A young German couple holding hands are lingering on the sidewalk. They are ready; I sidle up. He answers, “I would like to protest against dumb protesters.” I raise an eyebrow. He continues, “The people who are the most sure that they are right about their slogans are usually the people who know the least, and the people who really know the most about a subject know that it is so complicated.” Next up, a family of tourists who are emerging from the S-Bahn. They confer in Hebrew and one daughter responds: “Black Lives Matter.” Another daughter asks me to cross it out. “That is a very violent organization. We don’t support them. Write instead, ‘Equality Between Races.’”

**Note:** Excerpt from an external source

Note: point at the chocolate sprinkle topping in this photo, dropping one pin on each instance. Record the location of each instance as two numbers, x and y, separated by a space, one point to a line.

The three hour march through the city is so intense and overwhelming that only afterward do I compare notes with the other collectors and the marchers. We replay the many stories we heard, the touching moments and the lewd ones and the feeling of being so totally inundated with so many stories: the black woman who wanted the ability “to just exist as a person of color without having to always justify myself.” A woman pushing a shopping cart of bags who spit, “What nonsense! There are so many more important things to protest.”

After the marchers read the demands we collected on cards aloud, we post the cards to the windows of WAU. I know that behind each slogan from the other collectors is a story. I am really surprised that none mentions climate change. But this is the tension between the local and universal at the heart of the piece. At the Brandenburg Gate, I talk briefly with a thoughtful, softspoken young artist who explains his ambivalence as an American in Berlin, not wanting to assume that the issues he is passionate about are relevant here, wanting to be respectful of his environment.

Then I am interrupted by a middle-aged German woman with purple hair who wants to know what we are protesting. By this point I have the response in German down pretty well: “This is actually a dance piece by the American artist Anna Halprin, who staged it on the streets of San Francisco in 1967. Now the French artist Anne Collod is replaying it with Tanz im August. What would you like to protest for or against?”

Then I am interrupted, again, by an American (“Excuse me! Hello! Do you speak English?!?!”) who asks whether or not we are affiliated with another man holding a sign on Pariser Platz. I tell her no. “Good,” she says, before asking me to translate the sign. “Then the piece is not political.” How do I respond to this? The marchers have already passed through the gate and are standing like a barricade, lining the curve of Ebertstraße just beyond, where the Wall once stood, feet planted firm like flag bearers, holding their white posters close to their chests. I gasp because the image is so beautiful. I run towards them.